La décision de la juridiction européenne a suscité de nombreuses réactions politiques en France, à commencer à droite avec celle du député Les Républicains des Alpes-Maritimes Eric Ciotti, selon qui «la CEDH interfère une nouvelle fois dans l’exercice de la souveraineté française» en imposant ce réexamen des demandes. «La France doit pouvoir choisir qui elle veut ou non sur son territoire national !», a-t-il lancé sur Twitter.
Lui emboîtant le pas, l'eurodéputé Jérôme Rivière - qui, élu sous l'étiquette Rassemblement national (RN), a rallié Eric Zemmour pendant la campagne présidentielle - a jugé qu'«il est impératif de sortir de la CEDH», estimant que cet arrêt constitue un «péril» pour l’intégrité physique des Français.

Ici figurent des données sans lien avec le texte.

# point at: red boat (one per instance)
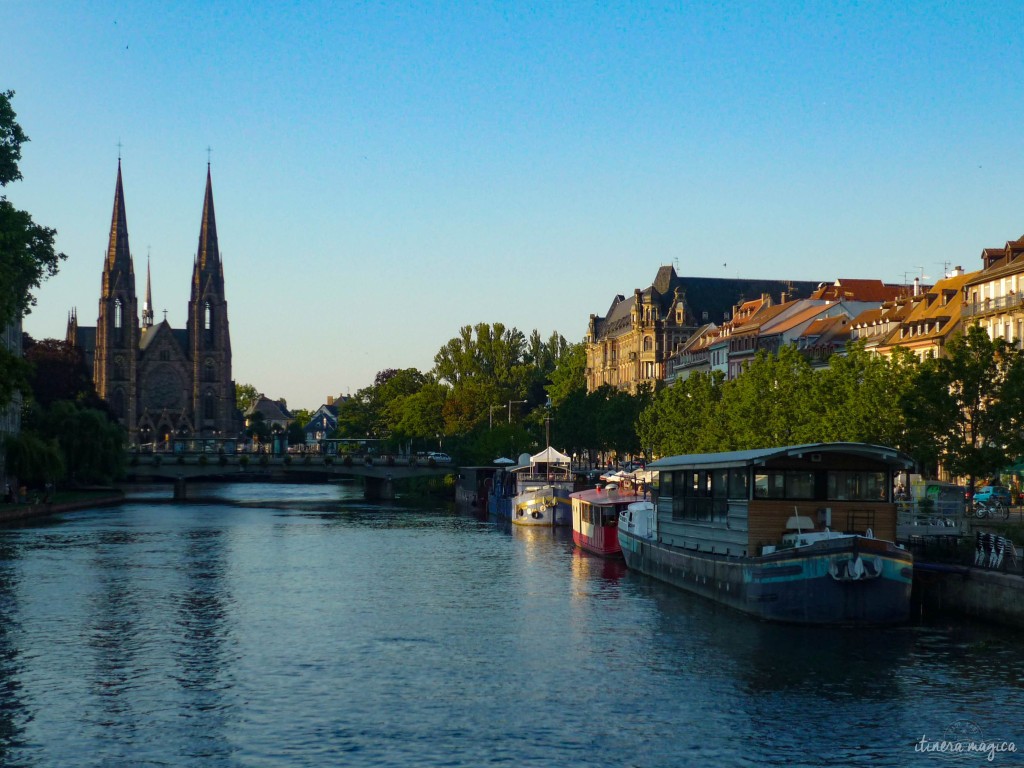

Et le péril de l’intégrité physique des Français ?
— Jerome Riviere (@jerome_riviere) September 14, 2022
Il est impératif de sortir de la CEDH. https://t.co/sq68wOVZI6
Le leader des Patriotes, Florian Philippot a surenchéri en évoquant une «décision folle», contraignant non seulement la France à rapatrier des «familles de djihadistes» mais aussi à verser des frais aux plaignants. Rejoignant l'avis de Jérôme Rivière, il a estimé qu'il fallait sortir« d’urgence» de la CEDH, y ajoutant l’Union européenne.
Décision folle de la #CEDH qui vient de tomber !
— Florian Philippot (@f_philippot) September 14, 2022
La France de fait obligée de « rapatrier sur son sol les familles de djihadistes » ! Et on doit verser 31 200 euros aux familles plaignantes 🤦
L’enfer supranational !
➡️ Il faut sortir de la CEDH (et de l’UE) d’urgence !
«La faiblesse d'une France dite souveraine mais soumise à la CEDH institution douteusement démocratique, est hautement condamnable», a pour sa part déploré l'ancien chef du Front national devenu RN, Jean-Marie Le Pen, selon qui les crimes djihadistes commis en Syrie et en Irak «relèvent des moyens judiciaires de ces pays sans exception», et ne sauraient donc donner lieu à des rapatriements.
A l'inverse, le député européen écologiste Mounir Satouri a salué l'arrêt de la Cour comme une «victoire», remerciant les avocats d'avoir obtenu une condamnation de la France dans cette affaire. Celle-ci «ne peut interdire l'accès à son territoire à des Français de manière arbitraire !», a-t-il souligné.
Heureux de cette victoire rendue possible par @DoseLevy_Avocat et @FamillesDes🎉
— Mounir Satouri 🌍 (@MounirSatouri) September 14, 2022
Le système de rapatriement de la France ne respecte pas la Convention européenne des droits de l'Homme #CEDH
La 🇫🇷 ne peut interdire l'accès à son territoire à des français de manière arbitraire ! pic.twitter.com/VJyMpwxTAd
Du côté de la majorité, le député des Côtes-d'Armor Éric Bothorel a, de manière plus sobre, pris acte de la décision et constaté que «le non-rapatriement n’est plus une option», ajoutant : «Principe de réalité et décision de justice nous obligent.»
Début juillet, le ministère des Affaires étrangères avait annoncé procéder au rapatriement de 35 mineurs et de 16 mères présents dans des camps de prisonniers djihadistes en Syrie depuis la chute de Daesh, s'ajoutant aux 126 enfants dont les parents avaient rejoint des territoires repris à l'Etat islamique déjà rapatriés dans l'Hexagone depuis 2016. L'annonce avait déjà été diversement appréciée par les responsables politiques, certains – à gauche et dans la majorité – saluant la décision comme honorant la France, d'autres – à droite – s'inquiétant pour la sécurité nationale.